Things have been difficult of late. How many times in an afternoon can you explain to your mother what the word T-O-N-S-U-R-E means? She was sitting in her favorite chair, that was previously your father’s favorite chair, by the fireplace, reading a large picture book about The Ghent Altarpiece.
Several years ago my sister and I went to Belgium with our parents, in January. Aside from the fact that the weather is wretched and it gets dark at 2 in the afternoon, everything you want to see in Belgium is closed in January. We took a train to Ghent in order the see the Ghent Altarpiece, in January, because I had long harbored a desire to see for myself, in real time and space, the weird expressions of the singing angels. And of course, St Ursula. I always want to see St Ursula. St Bavo’s cathedral was closed that day in Ghent in January. The chapel with the altarpiece would remain closed for the month. You can only console yourself with moules frites so many times. Thus, I have a large book with many details of the altarpiece. Until my mother’s revelations by the fireside, I was unaware of the frequent references to tonsures. Or maybe it was one reference to one tonsure, encountered again and again.

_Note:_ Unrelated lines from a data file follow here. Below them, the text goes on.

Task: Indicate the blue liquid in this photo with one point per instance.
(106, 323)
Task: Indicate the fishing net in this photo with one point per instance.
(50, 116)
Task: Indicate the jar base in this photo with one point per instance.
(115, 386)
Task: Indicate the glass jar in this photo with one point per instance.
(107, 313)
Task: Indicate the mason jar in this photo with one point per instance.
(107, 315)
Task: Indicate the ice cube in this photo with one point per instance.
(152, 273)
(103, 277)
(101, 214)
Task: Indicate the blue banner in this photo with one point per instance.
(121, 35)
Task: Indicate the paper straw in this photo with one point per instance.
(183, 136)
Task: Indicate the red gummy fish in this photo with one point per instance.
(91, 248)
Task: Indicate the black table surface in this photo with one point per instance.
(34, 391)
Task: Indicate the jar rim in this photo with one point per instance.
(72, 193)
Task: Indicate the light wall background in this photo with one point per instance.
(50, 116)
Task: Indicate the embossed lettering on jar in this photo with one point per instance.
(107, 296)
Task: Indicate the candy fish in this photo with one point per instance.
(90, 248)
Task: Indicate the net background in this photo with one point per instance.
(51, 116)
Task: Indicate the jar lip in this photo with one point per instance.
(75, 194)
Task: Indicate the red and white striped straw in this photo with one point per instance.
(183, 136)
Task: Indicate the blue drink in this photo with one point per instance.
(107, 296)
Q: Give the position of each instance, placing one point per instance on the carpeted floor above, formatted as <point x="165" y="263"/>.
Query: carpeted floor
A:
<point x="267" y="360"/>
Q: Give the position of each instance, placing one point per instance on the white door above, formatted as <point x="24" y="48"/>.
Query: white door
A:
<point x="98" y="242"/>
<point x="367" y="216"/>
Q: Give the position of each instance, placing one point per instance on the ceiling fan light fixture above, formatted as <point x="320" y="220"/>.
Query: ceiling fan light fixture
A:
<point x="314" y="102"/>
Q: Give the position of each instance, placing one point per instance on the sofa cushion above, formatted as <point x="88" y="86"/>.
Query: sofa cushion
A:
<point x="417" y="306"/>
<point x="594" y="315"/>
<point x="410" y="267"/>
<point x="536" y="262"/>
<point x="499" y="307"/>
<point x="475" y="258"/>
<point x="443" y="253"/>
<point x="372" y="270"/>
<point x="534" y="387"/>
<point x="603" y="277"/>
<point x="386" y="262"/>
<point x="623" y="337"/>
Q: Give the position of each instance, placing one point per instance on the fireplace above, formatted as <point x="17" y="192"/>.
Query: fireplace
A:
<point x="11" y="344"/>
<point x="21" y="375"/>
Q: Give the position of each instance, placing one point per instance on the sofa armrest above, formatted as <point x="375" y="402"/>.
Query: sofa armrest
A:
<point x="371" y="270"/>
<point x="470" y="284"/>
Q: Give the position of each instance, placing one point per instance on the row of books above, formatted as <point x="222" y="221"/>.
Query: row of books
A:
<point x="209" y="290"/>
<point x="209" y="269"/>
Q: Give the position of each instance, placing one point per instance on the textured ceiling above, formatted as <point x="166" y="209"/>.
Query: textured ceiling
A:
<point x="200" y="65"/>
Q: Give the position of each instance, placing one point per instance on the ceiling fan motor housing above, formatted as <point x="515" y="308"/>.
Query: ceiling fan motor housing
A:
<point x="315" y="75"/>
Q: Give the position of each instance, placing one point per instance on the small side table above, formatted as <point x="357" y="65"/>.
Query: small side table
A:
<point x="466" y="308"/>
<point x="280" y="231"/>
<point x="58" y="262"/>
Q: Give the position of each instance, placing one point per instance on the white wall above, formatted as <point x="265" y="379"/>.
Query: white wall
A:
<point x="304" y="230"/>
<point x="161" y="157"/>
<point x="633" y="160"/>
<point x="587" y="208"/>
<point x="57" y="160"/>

So, in lieu of more drastic measures, I decided it was time to reorganize and re-alphabetize my books. Not all my books, just what I think of as the indispensable ones; only fiction and what was formerly called ‘belles lettres’ and might now be called ‘creative nonfiction’ gets alphabetized. Other books are organized by topic, and that is not a simple thing. Should a biography of Gertrude Bell be placed with books of travel and exploration (in the downstairs guest room), or in the biography section (in the second floor hall)? Likewise, where would a Life of Saint Teresa of Avila belong: in the aforementioned biography section, or in the hagiography department?
As for the hagiography, for quite a while, a few years past, as CSB will bemoan with bewilderment, hagiography was my chief subject of research. My collection of the lives of female saints, with special attention to mystics of the middle ages, is, I am sure, the largest in Hastings if not the whole county. Yet even that designation presents its categorical difficulties: should the life of Lydwin of Schiedam be placed with the mystics or the sainted anorexics? Likewise, there is significant crossover between the stigmatics and the mystics.
I could go on. But CSB will be pleased that I do not.
As soon as I started, with the A’s, I was hurtled back in time, with Walter Abish, who actually wrote a blurb for my first novel, Expecting, back when I very likely had no idea of the importance and trafficking of blurbs in the world of bookselling. New Directions published the book. They also published Walter Abish’s books, and so, without any more ado, I found his blurb on the back of my novel. I recommend his Alphabetical Africa.
One of the ways I console myself for the inevitable is knowing that when the time comes, I will be able to figure out what writers I have loved, craved, read and admired profligately; all I will have to do is look at my bookshelves. Calculate the linear shelf inches.
You would be correct to assume that I love the writing of Paul Auster; the evidence is right there, between Austen and Azuela.
Thomas Bernhardt gets maximum linear inches in the B’s. I was introduced to Bernhardt by Bine Köhler, from whom I learned so much about European writers, looking at art, listening to music and how to live. I also learned about egg hats in a Berlin pensione. I had been reading his books for decades before I finally went to Vienna with Bine last winter, and saw firsthand the country so reviled by its greatest writer. I, of course, loved Vienna and could easily have spent the rest of my life lurking at the Café Grindl.
Almost as much space is devoted to Ludwig Bemelmans: such is the democracy of my bookshelves. Who does not adore Madeleine who lives in an old house in Paris? But her books are upstairs in the children’s bookcase. Down here we have his so-called adult books, Hotel Splendide, Dirty Eddie and How to Travel Incognito.
There are more books here by Louis Bromfield than is reasonable, and some will be purged. But I will keep The Rains Came, a torrid page-turner set during a monsoon in Ranchipur, India. Along with James Hilton’s Lost Horizon it was a favorite book of my late father-in-law. We knew they were his favorite books because he spoke of them often; they were in fact the only books he ever mentioned. I always assumed they were connected to his war experience in India, but is that true? Were Americans even in India during the war?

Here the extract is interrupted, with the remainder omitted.